Jadwal Presiden Padat, Peresmian Tol Ditunda
  • Dipublikasikan pada: Oct 10, 2017 Dibaca: 276 kali.

Foto: SUTAN SIREGAR/SUMUT POS_
Gubernur Sumut Tengku Erry Nuradi (kedua kiri) berbincang dengan Kepala Balai Besar Pelaksana Kerja Jalan Nasional Wilayah I Sumut, Paul Ames Halomoan (kedua kanan), Kadis Perhubungan Sumut Anthony Siahaan dan Pimpinan Proyek Tol Medan-Binjai dari PT Hutama Karya Hestu Budi (kanan) di depan pintu tol Semayang saat meninjau persiapan pengoperasian Jalan tol Trans Sumatera di Binjai, Sumatera Utara, Senin (9/10).

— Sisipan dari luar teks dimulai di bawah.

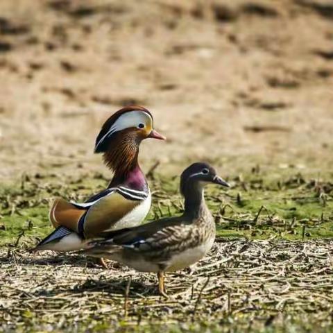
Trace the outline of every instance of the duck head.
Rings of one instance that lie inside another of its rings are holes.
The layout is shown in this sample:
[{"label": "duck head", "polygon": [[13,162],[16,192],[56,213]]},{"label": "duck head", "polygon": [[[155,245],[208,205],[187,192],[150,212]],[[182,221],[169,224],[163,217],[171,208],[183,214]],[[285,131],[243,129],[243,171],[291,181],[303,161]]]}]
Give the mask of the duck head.
[{"label": "duck head", "polygon": [[142,106],[127,106],[113,114],[103,125],[96,139],[96,153],[114,171],[123,171],[137,163],[139,146],[144,139],[164,140],[153,128],[151,113]]},{"label": "duck head", "polygon": [[187,167],[180,177],[180,191],[185,195],[187,191],[196,188],[201,189],[207,184],[217,184],[225,187],[230,185],[221,177],[216,170],[207,163],[194,163]]}]

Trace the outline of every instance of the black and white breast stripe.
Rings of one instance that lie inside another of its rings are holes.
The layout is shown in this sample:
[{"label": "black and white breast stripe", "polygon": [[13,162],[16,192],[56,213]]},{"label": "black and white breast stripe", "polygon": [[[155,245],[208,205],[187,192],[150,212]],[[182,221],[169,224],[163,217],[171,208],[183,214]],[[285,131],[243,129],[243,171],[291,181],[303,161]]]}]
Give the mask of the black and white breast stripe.
[{"label": "black and white breast stripe", "polygon": [[91,206],[94,205],[97,201],[100,200],[105,196],[110,196],[113,192],[118,192],[119,194],[123,196],[125,198],[128,200],[144,200],[148,198],[149,192],[145,191],[139,191],[137,189],[129,189],[123,186],[119,186],[119,187],[112,187],[110,189],[105,189],[102,192],[90,198],[88,200],[83,203],[71,202],[78,208],[89,208]]},{"label": "black and white breast stripe", "polygon": [[144,191],[128,189],[123,186],[119,186],[116,191],[128,200],[145,200],[148,198],[148,193]]}]

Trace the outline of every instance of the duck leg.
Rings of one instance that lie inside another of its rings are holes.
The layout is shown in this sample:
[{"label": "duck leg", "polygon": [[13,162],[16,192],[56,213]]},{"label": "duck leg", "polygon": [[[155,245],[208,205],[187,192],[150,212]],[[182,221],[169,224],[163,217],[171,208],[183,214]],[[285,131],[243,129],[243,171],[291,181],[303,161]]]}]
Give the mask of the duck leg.
[{"label": "duck leg", "polygon": [[99,263],[102,266],[102,267],[105,269],[109,269],[108,267],[108,265],[106,264],[105,261],[104,260],[104,258],[99,258]]},{"label": "duck leg", "polygon": [[165,290],[164,286],[164,272],[163,271],[160,271],[157,273],[158,278],[158,291],[160,293],[166,298],[169,298],[168,295],[166,294],[166,291]]}]

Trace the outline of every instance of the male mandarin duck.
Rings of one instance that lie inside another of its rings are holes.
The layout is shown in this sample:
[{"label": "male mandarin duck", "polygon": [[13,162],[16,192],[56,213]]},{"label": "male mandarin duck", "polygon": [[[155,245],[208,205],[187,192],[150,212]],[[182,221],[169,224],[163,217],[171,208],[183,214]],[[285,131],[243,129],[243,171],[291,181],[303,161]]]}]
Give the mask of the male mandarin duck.
[{"label": "male mandarin duck", "polygon": [[184,214],[105,233],[81,253],[109,258],[141,272],[157,273],[160,293],[167,297],[164,273],[183,269],[203,258],[215,239],[215,223],[205,203],[207,183],[229,187],[206,163],[194,163],[181,176]]},{"label": "male mandarin duck", "polygon": [[111,182],[84,203],[57,198],[49,214],[56,229],[33,250],[78,250],[101,232],[142,222],[149,212],[151,195],[138,164],[139,146],[149,137],[165,139],[153,124],[151,112],[141,106],[124,108],[105,121],[94,151],[104,154],[106,165],[114,171]]}]

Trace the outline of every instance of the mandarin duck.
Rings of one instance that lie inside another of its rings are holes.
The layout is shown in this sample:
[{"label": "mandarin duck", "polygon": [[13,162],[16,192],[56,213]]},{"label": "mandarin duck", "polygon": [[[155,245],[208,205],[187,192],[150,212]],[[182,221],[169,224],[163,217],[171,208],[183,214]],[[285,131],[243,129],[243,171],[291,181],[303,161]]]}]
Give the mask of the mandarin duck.
[{"label": "mandarin duck", "polygon": [[185,198],[182,216],[156,220],[133,228],[105,233],[93,239],[87,255],[109,258],[141,272],[157,273],[160,293],[167,297],[164,272],[182,270],[203,258],[215,239],[215,223],[205,203],[203,187],[207,183],[229,187],[206,163],[194,163],[180,178]]},{"label": "mandarin duck", "polygon": [[[149,137],[165,139],[153,124],[151,112],[140,106],[124,108],[105,121],[94,152],[103,153],[105,163],[114,171],[111,182],[83,203],[56,199],[49,219],[56,229],[33,250],[78,250],[101,232],[133,227],[144,220],[151,195],[138,164],[139,146]],[[101,262],[105,266],[103,259]]]}]

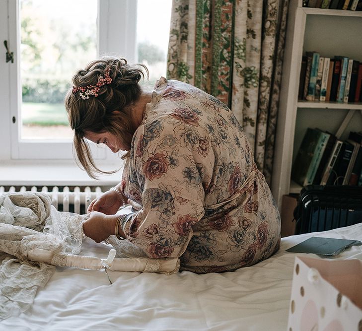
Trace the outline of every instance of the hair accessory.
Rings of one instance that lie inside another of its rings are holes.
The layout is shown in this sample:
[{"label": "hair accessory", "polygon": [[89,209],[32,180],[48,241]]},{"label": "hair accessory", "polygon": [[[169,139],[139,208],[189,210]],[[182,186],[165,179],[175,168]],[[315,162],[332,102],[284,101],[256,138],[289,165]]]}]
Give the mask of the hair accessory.
[{"label": "hair accessory", "polygon": [[104,77],[102,75],[99,75],[98,76],[98,82],[95,85],[87,85],[84,87],[82,86],[79,86],[79,87],[73,86],[73,90],[72,92],[73,94],[75,94],[78,91],[79,91],[79,95],[83,100],[89,99],[90,95],[94,95],[96,98],[98,96],[98,92],[99,92],[101,86],[112,83],[112,78],[109,75],[110,70],[110,68],[108,68],[104,73]]},{"label": "hair accessory", "polygon": [[115,234],[116,235],[116,237],[117,237],[117,239],[119,239],[119,240],[124,240],[126,238],[123,238],[123,237],[121,237],[121,236],[119,235],[119,233],[118,233],[118,227],[119,227],[119,223],[121,222],[121,220],[122,219],[122,217],[125,216],[125,215],[121,215],[117,219],[117,222],[116,222],[116,228],[114,230]]}]

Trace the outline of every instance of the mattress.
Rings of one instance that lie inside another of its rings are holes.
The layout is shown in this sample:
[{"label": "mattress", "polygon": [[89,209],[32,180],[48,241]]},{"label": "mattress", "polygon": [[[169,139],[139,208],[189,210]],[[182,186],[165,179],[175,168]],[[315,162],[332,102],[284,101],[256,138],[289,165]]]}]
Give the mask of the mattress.
[{"label": "mattress", "polygon": [[[286,250],[311,236],[362,241],[362,224],[282,240],[269,259],[233,272],[171,275],[57,267],[31,308],[0,330],[286,330],[296,256]],[[82,253],[106,258],[89,241]],[[362,246],[335,259],[362,260]]]}]

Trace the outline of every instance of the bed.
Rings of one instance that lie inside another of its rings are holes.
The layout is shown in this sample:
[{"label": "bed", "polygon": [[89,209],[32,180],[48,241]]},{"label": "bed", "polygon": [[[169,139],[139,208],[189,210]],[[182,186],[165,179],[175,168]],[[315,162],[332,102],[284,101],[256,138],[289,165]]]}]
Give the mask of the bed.
[{"label": "bed", "polygon": [[[362,224],[291,236],[280,250],[234,272],[170,275],[57,267],[31,308],[0,321],[0,330],[286,330],[295,254],[286,250],[311,236],[362,240]],[[105,244],[82,254],[105,258]],[[337,259],[362,260],[362,246]]]}]

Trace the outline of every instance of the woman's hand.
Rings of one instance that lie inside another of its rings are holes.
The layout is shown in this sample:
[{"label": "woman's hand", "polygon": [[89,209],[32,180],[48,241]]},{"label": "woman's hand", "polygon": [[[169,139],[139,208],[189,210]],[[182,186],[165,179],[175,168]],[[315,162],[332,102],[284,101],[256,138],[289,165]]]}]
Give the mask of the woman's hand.
[{"label": "woman's hand", "polygon": [[[127,200],[127,198],[125,197],[125,201]],[[123,202],[117,193],[113,191],[107,191],[90,202],[87,213],[100,211],[106,215],[114,215],[122,205]]]},{"label": "woman's hand", "polygon": [[83,222],[84,234],[97,243],[100,243],[115,234],[115,226],[118,216],[105,215],[98,211],[88,214],[89,218]]}]

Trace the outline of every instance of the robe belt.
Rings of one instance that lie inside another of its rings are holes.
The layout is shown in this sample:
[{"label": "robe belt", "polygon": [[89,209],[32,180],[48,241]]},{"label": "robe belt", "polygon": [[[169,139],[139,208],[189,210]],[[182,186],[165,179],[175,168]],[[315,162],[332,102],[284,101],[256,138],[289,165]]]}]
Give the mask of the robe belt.
[{"label": "robe belt", "polygon": [[244,194],[245,192],[247,191],[254,184],[254,182],[258,176],[258,174],[260,172],[256,167],[256,165],[254,163],[253,168],[250,171],[250,173],[249,174],[249,176],[246,178],[246,180],[244,182],[244,184],[236,192],[235,192],[235,193],[234,193],[234,194],[230,196],[226,200],[224,200],[221,202],[216,203],[215,204],[212,204],[209,206],[206,206],[205,207],[205,210],[218,209],[220,208],[220,207],[222,207],[237,199],[242,195]]}]

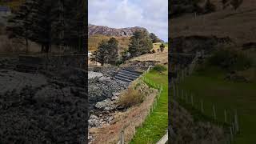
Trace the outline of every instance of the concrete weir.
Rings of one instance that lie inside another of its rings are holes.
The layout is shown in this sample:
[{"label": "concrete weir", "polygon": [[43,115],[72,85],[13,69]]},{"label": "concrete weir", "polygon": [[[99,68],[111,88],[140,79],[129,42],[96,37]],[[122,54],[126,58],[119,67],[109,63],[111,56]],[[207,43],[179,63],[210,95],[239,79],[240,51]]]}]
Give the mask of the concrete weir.
[{"label": "concrete weir", "polygon": [[137,79],[142,74],[142,72],[132,70],[121,69],[118,70],[115,78],[130,83]]}]

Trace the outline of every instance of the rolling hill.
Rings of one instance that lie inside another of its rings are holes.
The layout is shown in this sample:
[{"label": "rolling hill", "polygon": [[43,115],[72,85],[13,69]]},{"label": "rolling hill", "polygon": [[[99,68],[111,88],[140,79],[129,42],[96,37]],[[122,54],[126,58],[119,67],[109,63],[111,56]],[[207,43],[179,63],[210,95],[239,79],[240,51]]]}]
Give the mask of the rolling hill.
[{"label": "rolling hill", "polygon": [[136,30],[145,30],[150,34],[146,28],[139,26],[116,29],[89,24],[88,50],[95,51],[100,42],[108,40],[113,37],[118,41],[120,51],[123,51],[128,49],[130,38]]},{"label": "rolling hill", "polygon": [[[95,51],[98,48],[98,43],[102,40],[109,40],[112,37],[106,36],[102,34],[95,34],[92,35],[88,39],[88,50]],[[118,46],[120,50],[122,51],[126,49],[128,49],[128,44],[130,42],[130,37],[114,37],[118,41]]]}]

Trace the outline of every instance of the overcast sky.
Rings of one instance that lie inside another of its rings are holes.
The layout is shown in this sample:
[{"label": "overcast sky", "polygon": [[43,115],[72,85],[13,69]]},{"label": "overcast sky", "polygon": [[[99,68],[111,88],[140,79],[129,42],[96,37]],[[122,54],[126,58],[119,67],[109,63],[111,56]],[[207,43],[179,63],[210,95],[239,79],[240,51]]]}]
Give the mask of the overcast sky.
[{"label": "overcast sky", "polygon": [[89,0],[89,23],[114,28],[142,26],[168,40],[168,0]]}]

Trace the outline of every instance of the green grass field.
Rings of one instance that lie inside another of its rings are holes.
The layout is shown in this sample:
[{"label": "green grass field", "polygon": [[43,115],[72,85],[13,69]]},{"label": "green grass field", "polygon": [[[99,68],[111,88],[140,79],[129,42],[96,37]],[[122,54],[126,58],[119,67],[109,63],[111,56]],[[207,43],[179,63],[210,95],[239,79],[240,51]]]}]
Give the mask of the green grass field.
[{"label": "green grass field", "polygon": [[136,130],[130,143],[156,143],[166,132],[168,127],[168,74],[150,70],[145,77],[156,84],[162,84],[163,90],[153,113]]},{"label": "green grass field", "polygon": [[[232,82],[224,79],[225,72],[218,68],[194,73],[179,85],[179,88],[193,94],[195,108],[200,110],[200,100],[204,101],[205,114],[213,115],[216,107],[218,121],[224,122],[224,110],[228,115],[238,110],[240,133],[236,135],[236,144],[256,142],[256,83]],[[230,118],[228,118],[230,121]]]}]

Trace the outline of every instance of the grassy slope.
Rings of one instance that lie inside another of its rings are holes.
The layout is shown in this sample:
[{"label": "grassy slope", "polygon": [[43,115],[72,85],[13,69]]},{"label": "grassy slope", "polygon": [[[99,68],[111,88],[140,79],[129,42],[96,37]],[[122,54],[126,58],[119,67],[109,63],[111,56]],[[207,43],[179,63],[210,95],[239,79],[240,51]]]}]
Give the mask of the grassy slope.
[{"label": "grassy slope", "polygon": [[[194,94],[197,107],[200,99],[204,100],[207,115],[212,115],[212,105],[217,107],[218,119],[224,121],[224,109],[237,109],[241,133],[235,143],[255,142],[256,125],[256,83],[235,83],[225,81],[224,73],[218,69],[194,74],[181,83],[181,88]],[[195,101],[194,100],[194,101]]]},{"label": "grassy slope", "polygon": [[142,126],[136,130],[130,143],[155,143],[166,132],[168,126],[168,75],[151,70],[146,78],[156,84],[163,84],[163,91],[154,112],[146,119]]},{"label": "grassy slope", "polygon": [[[101,34],[96,34],[90,36],[88,39],[88,50],[90,51],[95,51],[98,46],[98,43],[102,40],[109,40],[112,37],[108,37]],[[119,47],[121,50],[124,50],[125,49],[128,49],[128,44],[130,42],[130,37],[114,37],[119,42]]]}]

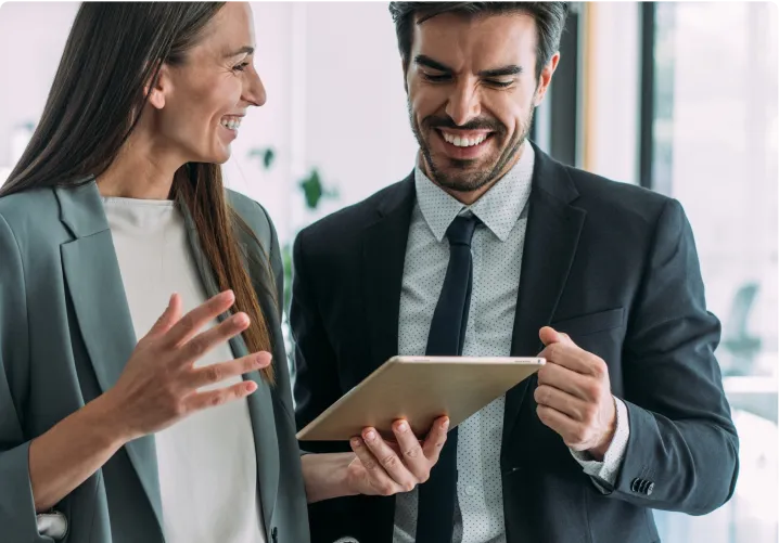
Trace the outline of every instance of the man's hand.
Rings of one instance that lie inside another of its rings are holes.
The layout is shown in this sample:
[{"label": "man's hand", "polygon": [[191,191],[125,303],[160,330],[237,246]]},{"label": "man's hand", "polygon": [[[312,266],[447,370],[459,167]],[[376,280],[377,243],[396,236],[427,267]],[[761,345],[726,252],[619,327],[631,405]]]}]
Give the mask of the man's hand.
[{"label": "man's hand", "polygon": [[424,442],[413,435],[406,421],[393,424],[396,442],[382,439],[374,428],[352,439],[357,457],[347,468],[347,484],[357,494],[393,495],[409,492],[430,478],[430,470],[446,442],[449,419],[433,423]]},{"label": "man's hand", "polygon": [[412,490],[430,478],[448,429],[449,419],[440,417],[420,443],[406,421],[396,421],[396,442],[385,441],[374,428],[365,428],[350,441],[353,453],[304,454],[301,462],[308,503]]},{"label": "man's hand", "polygon": [[616,427],[605,362],[550,327],[541,328],[540,338],[547,364],[538,372],[538,418],[574,451],[603,461]]}]

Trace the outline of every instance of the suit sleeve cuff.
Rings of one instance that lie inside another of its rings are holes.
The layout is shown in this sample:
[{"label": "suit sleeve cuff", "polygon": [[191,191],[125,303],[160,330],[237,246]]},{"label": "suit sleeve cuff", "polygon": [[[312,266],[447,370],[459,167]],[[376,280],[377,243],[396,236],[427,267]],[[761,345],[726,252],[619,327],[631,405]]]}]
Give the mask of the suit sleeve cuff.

Jalan tol tersebut direncanakan beroperasi pada 15 Oktober 2017 yang akan diresmikan oleh Presiden Joko Widodo.


MEDAN, SUMUTPOS.CO – Gubernur Sumatera Utara (Gubsu) HT Erry Nuradi mengklaim kalau pembangunan Jalan Tol Medan-Binjai kini sudah rampung 100 persen. Namun begitu, Presiden Joko Widodo urung meresmikan operasional jalan tol Mean-Binjai dan Kualanamu-Sei Rampah hari ini, Selasa (10/10). Menurut Erry, peresmian akan dilakukan Presiden Jokowi pada 15 atau 16 Oktober 2017, itupun menungu hasil rapat di Sekretariat Negara (Sesneg), hari ini.

Direktur Teknik PT Jasa Marga Tol Kualanamu, Agus Kholiq memastikan Presiden Joko Widodo batal meresmikan Tol Kualanamu-Sei Rampah dan Tol Medan-Binjai, meski sebelumnya sudah terjadwal Selasa (10/10). “Peresmian Tol Kualanamu-Sei Rampah oleh Presiden Joko Widodo diundur, mengingat agenda orang nomor 1 RI tersebut sangat padat ,” ujar Agus Kholiq kepada Sumut Pos di kantornya, Jalan Tengku Raja Muda No.10 Lubukpakam, Senin (9/10).

Rencananya, kata Agus, peresmian tol oleh Presiden Jokowi akan dilakukan di Gerbang Tol Lubukpakam. “Untuk persiapan, kita sudah memasang sejumlah tenda tamu persis di pintu Tol Lubukpakam. Namun jadwal Pak Jokowi berubah,” terangnya.

Setelah diresmikan operasional Tol Kualanamu-Sei Rampah, nanti akan dibuka secara gratis selama 7 hari masa uji coba. “Setelah itu, baru dikutip bayaran sesuai tarif dengan menggunakan kartu e-Toll nontunai,” terangnya.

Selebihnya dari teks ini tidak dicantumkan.